The healer, Nesta was a short dark woman, but she had the high cheekbones and dark eyes of the half-Klementari none the less. She showed Alain a bed for Master Kintore and where to get water to wash him.
"I will make something to ease his grief," she said.
But when Alain returned with the water, he saw that Master Kintore had come back to life at last. He and Mathinna were weeping in each others arms.
"I was left behind," he was crying. "Oh Sweet Mother Earth I was left behind. I want to die, Mathinna. I want to die."
They were the first words he had spoken, these nine days. Alain was relieved to see his tears and yet at the same time it was beyond measure painful for him to see a man he had always looked up to reduced to such a state.
In the other room, Nesta was pounding seeds in the pestle. Her face was tired and wounded looking, but determined. Alain stood and watched her for some time before she noticed him.
"Where is Mathinna?" she said and then, "You left them alone together? You stupid man!"

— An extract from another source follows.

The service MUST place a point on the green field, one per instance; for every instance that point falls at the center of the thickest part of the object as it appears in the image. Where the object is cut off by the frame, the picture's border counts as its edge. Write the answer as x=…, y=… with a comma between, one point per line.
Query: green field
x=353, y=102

She rushed into the inner room to find Mathinna standing over the bed uncorking a poison bottle. With a magical blow, Nesta dashed it from her hands and it smashed on the floor sinking instantly into the stones. Mathinna began to scream hysterically.
"You babies," Nesta shouted at them. "How can you even think of it? How can you leave me alone?"
"I want to die," cried Mathinna crouching on the floor dabbing her hands at the poison. And Master Kintore lifted up his face with his swollen red eyes leaking tears and said quietly, "There is no place in the world for us now. The Istari are dead. We are alone."
Alain would have let them take the poison, but Nesta slapped both their faces.
"Hear this," she said. "The end of the Klementari is not here. We have another destiny now without the Istari and it will be revealed in time. And we must live and grow and help each other till that time so that our ways are not lost. I speak with the voice of Foretelling. I saw the vision this very morning and so have others."
Later when they were both safely in drugged sleep and Alain was helping Nesta clean up, he remembered how Nesta had struck his master and he turned to her with a small-minded anger in his heart.
"You lied in there, didn't you?" he said. "I don't believe you saw any such vision."
She gave him a hard determined look, a look that made him feel petty for speaking so.
"It doesn't matter if you believe it, as long as they do," she said.